Pros and Cons of Investing in REITs
Pros:
- Diversification in real estate without owning physical property.
- Liquidity and ease of buying and selling REIT shares.
- Regular income through dividends.
- Professional management of properties, reducing the hassles of property ownership.
- Attractive yields and potential for capital appreciation.
Cons:
- Market risk affecting property values.
- Tax implications on dividends and capital gains.
- Dependency on the real estate market's health.
- Management fees may impact returns.
Taxation Regulations for REITs
When it comes to income from REITs, investors encounter distinct taxation rules for dividend income and capital gains. Furthermore, the tax treatment differs when redeeming investments made through an International REITs Fund of Fund.
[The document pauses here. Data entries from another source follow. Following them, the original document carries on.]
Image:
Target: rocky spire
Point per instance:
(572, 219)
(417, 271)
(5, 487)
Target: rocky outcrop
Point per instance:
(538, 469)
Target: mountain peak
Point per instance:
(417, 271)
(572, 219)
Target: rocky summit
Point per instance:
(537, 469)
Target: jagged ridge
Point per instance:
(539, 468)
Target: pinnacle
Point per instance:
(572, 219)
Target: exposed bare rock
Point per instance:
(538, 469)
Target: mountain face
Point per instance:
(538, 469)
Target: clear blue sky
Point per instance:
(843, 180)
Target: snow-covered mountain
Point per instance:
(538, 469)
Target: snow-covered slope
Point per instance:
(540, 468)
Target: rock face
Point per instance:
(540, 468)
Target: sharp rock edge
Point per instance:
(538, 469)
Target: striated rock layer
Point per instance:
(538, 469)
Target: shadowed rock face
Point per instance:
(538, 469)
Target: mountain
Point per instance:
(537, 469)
Here's an overview of the applicable taxation rules:
- Taxation of Dividends: Under current regulations, dividends received from REITs are subject to full taxation in the hands of the investor. Dividend disbursements from REITs are incorporated into the investor's annual income and taxed in accordance with the applicable financial year's tax slab rate.
- Taxation of Capital Gains: Capital gains resulting from the sale of REIT units fall under the purview of Short-Term Capital Gains (STCG) and Long-Term Capital Gains (LTCG) taxation, similar to equity investments. STCG applies if the units are held for one year or less from the date of unit allocation, with a tax rate of 15% on the capital gains from unit sales. In cases where the holding period exceeds one year from the unit allocation date, LTCG taxation rules come into play. The LTCG tax rate stands at 10% for gains exceeding Rs. 1 lakh (across all equity investments for the relevant financial year), without indexation benefits.
- Taxation of Capital Gains for International REIT Fund of Funds: Capital gains from the sale of units of International REITs Fund of Funds are subject to non-equity Capital Gains taxation rules. In this scenario, STCG applies if the units are held for three years or less (calculated from the unit allocation date), and the STCG rate aligns with the investor's slab rate for the financial year. For units held for over three years from the unit allocation date, LTCG taxation applies, with a rate of 20% on indexed capital gains.
Tips to Assess Real Estate Investment Trusts
- Research the Portfolio: Analyse the types of properties held in the REIT's portfolio, their locations, and occupancy rates.
- Check Dividend History: Review the REIT's dividend distribution history to gauge its stability and growth.
- Understand Management: Assess the expertise and track record of the REIT's management team.
- Consider Tax Implications: Understand the tax treatment of REIT income and gains in India.
- Diversify Your Investments: Spread your investments across various REITs to reduce risk.
Who Should Invest in REITs?
REITs are suitable for investors looking to diversify their portfolio with real estate investments without the responsibilities of property ownership. They are ideal for those seeking regular income through dividends and potential capital appreciation. However, individuals should have a reasonable understanding of the real estate market and be willing to tolerate market volatility.
In conclusion, investing in Real Estate Investment Trusts (REITs) offers a convenient way to access the real estate market in India. By understanding how REITs work, the types available, and the steps to invest, you can make informed investment decisions. However, it's crucial to consider the pros and cons, perform due diligence, and align your investment goals with the right REITs.